Isolation and identification of human urine-derived stem cell-derived exosomes

Wang Shuai1, Li Chaoran2, Zhang Xiru3, Huang Guilin4   

  1. 1School of Stomatology, Zunyi Medical University, Zunyi 563000, Guizhou Province, China; 2Dongfang Hospital Affiliated to Tongji University, Shanghai 310000, China; 3First Affiliated Hospital of Guizhou University of Traditional Chinese Medicine, Guiyang 550002, Guizhou Province, China; 4Hospital of Stomatology, Zunyi Medical University, Zunyi 563003, Guizhou Province, China

  • Received:2020-12-14 Revised:2020-12-18 Accepted:2021-01-23 Online:2022-05-08 Published:2021-12-20

  • Contact: Wang Shuai, PhD, Associate professor, School of Stomatology, Zunyi Medical University, Zunyi 563000, Guizhou Province, China Huang Guilin, MD, Professor, Hospital of Stomatology, Zunyi Medical University, Zunyi 563003, Guizhou Province, China

  • About author:Wang Shuai, PhD, Associate professor, School of Stomatology, Zunyi Medical University, Zunyi 563000, Guizhou Province, China

  • Supported by:

    the National Natural Science Foundation of China, No. 81860193 (to WS); a grant from Department of Science and Technology of Guizhou Province, No. [2016]1170 (to WS), No. [2019]1340 (to WS); the Youth Science and Technology Talents Growth Project of Guizhou Provincial Education Department, No. [2016]198 (to WS)

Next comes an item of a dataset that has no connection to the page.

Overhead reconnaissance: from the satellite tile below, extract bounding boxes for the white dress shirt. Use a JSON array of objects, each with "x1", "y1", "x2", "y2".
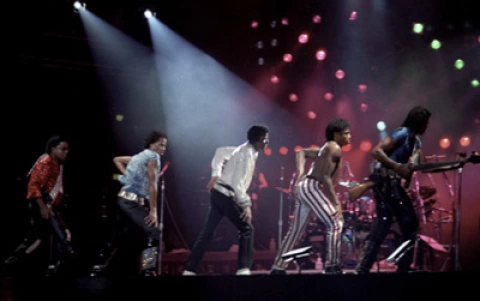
[{"x1": 212, "y1": 142, "x2": 258, "y2": 208}]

Abstract: BACKGROUND: Recent studies have found that the tissue repair and regeneration function of stem cells are largely realized by paracrine function. Exosomes, as one of important paracrine factors, have been proven to play an important role in the repair and regeneration of heart, nerve, bone and retina injury. Researchers are looking for a better source of stem cells-derived exosomes.
OBJECTIVE: To isolate and identify exosomes secreted by human urine-derived stem cells.
METHODS: Human urine-derived stem cells were isolated from urine of healthy male adults and then cultured and passaged. The surface markers were identified by flow cytometry. Human urine-derived stem cells were induced to differentiate into osteoblasts and adipocytes, and identified by alizarin red, Von Kossa and oil red O staining, respectively. Modified ultra-high speed centrifugation was used to isolate exosomes secreted by human urine-derived stem cells from human urine-derived stem cells conditioned medium. Transmission electron microscopy was used to analyze their morphology. Nanoparticle Tracking Analysis was used to analyze the size and concentration. Western blot assay was used to detect the expression of specific protein CD9, CD63 and HSP70.

RESULTS AND CONCLUSION: (1) Adherent cell growth was identified in human urine-derived stem cells after 3-5 days of culturing. They resembled “slabstone” in the primary passage, and then resembled “rice” in the first and second passages, and in the third passage, they gradually turned into a “spindle-like shape” or “shuttle-like shape”. Flow cytometry results showed the positive expression of human urine-derived stem cells with mesenchymal stem cell specific surface markers (CD44, CD73, CD90 and CD105). After osteogenic and adipogenic induction in vitro, human urine-derived stem cells successfully differentiated into osteoblasts and adipocytes. (2) After low speed, high speed, ultra-high speed centrifugation, exosomes secreted by human urine-derived stem cells were extracted from conditioned medium of human urine-derived stem cells. Observation by transmission electron microscope showed round or oval membranous vesicles, resembling “saucer”, mainly concentrated with the size of 64-141 nm. Western blot assay showed the protein expression of CD9, CD63 and HSP70 in the exosomes secreted by human urine-derived stem cells. (3) This study confirmed the feasibility of the improved ultra-high speed centrifugation method to extract the exosomes secreted by human urine-derived stem cells.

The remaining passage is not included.